Northwest Iowa — According to the Iowa State Patrol, the number of speeders troopers are stopping for driving 100 mph or more has increased drastically across the state of Iowa, even as traffic volume has decreased.
Iowa State Patrol Trooper Kevin Krull theorizes that the jump in excessive speeds may have come, at least partially, to the decline in traffic brought about by COVID-19 restrictions.
(As above) “The speed has really gone up in the state of Iowa and I don’t know if it’s the fact that there’s less vehicles out there getting in people’s way so they’re able to pick their speeds up, but we’ve noticed a drastic increase in people driving excessively fast, including a hundred mile an hour.”
Krull says during the first quarter of 2020, the Iowa State Patrol caught 196 people driving more than 100 mph, with March alone posting a 33% increase in the number of those drivers stopped for exceeding the century mark on their speedometers.
(As above) “That’s for January through March, actually March alone was ninety five people, one month, ninety five people When you start thinking about how much that cost and how dangerous that really is, it’s just mind boggling.”
He says those speeds are especially dangerous when you take into account that listed speed limits are set by the DOT, and are the speeds for which the roads are designed.
(As above) “You start increasing that speed it just throws a real big wrench into everything as far as one little movement on that steering wheel at a hundred miles an hour it is a lot different than the speed of fifty five which is the posted speed limit on most of these roadways where people are being stopped at excessive speeds like this.”
Krull tells us that, while the speeds are up, traffic volumes are down.
(As above) “We’re talking anywhere from thirty to fifty percent less car traffic out on the road, so people are doing their part and staying home with this and doing a good thing that way, but we just need people to understand that they need to slow down.
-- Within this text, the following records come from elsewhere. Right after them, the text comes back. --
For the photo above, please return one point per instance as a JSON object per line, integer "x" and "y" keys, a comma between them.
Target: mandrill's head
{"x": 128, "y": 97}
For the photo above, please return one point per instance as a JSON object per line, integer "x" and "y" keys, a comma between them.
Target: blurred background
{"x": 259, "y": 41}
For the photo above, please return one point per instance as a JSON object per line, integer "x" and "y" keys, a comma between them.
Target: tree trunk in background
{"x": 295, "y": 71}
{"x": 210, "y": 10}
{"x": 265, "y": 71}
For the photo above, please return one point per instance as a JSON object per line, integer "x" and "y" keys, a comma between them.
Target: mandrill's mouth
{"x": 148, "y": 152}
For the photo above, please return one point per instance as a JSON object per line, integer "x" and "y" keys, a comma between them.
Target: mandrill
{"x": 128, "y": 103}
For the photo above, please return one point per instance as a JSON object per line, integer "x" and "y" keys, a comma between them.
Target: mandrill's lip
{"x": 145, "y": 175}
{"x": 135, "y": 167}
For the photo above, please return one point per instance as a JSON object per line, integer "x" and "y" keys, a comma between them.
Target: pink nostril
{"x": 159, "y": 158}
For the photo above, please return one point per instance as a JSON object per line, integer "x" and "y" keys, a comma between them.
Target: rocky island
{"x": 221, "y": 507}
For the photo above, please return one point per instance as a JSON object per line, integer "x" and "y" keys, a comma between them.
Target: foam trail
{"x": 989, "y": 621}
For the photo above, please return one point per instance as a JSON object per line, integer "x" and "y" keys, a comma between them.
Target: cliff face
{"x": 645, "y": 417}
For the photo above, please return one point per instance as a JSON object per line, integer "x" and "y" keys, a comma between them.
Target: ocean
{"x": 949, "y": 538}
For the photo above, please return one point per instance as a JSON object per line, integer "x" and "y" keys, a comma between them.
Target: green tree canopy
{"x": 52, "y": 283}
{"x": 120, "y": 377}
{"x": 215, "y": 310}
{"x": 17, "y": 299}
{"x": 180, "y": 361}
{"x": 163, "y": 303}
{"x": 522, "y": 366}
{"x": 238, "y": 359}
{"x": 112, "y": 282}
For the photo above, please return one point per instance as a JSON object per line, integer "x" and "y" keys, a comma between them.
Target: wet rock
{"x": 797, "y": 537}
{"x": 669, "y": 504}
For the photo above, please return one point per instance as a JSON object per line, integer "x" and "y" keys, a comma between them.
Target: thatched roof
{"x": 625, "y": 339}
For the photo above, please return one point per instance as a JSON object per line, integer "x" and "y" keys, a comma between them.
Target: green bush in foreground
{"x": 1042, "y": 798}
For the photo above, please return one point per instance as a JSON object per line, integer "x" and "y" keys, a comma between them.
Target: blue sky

Speed is still numb number one factor in our major crashes that we have on the roadways out there that are killing people.”
Trooper Krull says that with the jump in numbers of people driving 100 mph or more on Iowa roadways, he’d expect to see a corresponding jump in fatality numbers, but that hasn’t happened so far. He says that’s probably due to the fact that there have been fewer other cars for those with a heavy foot to hit.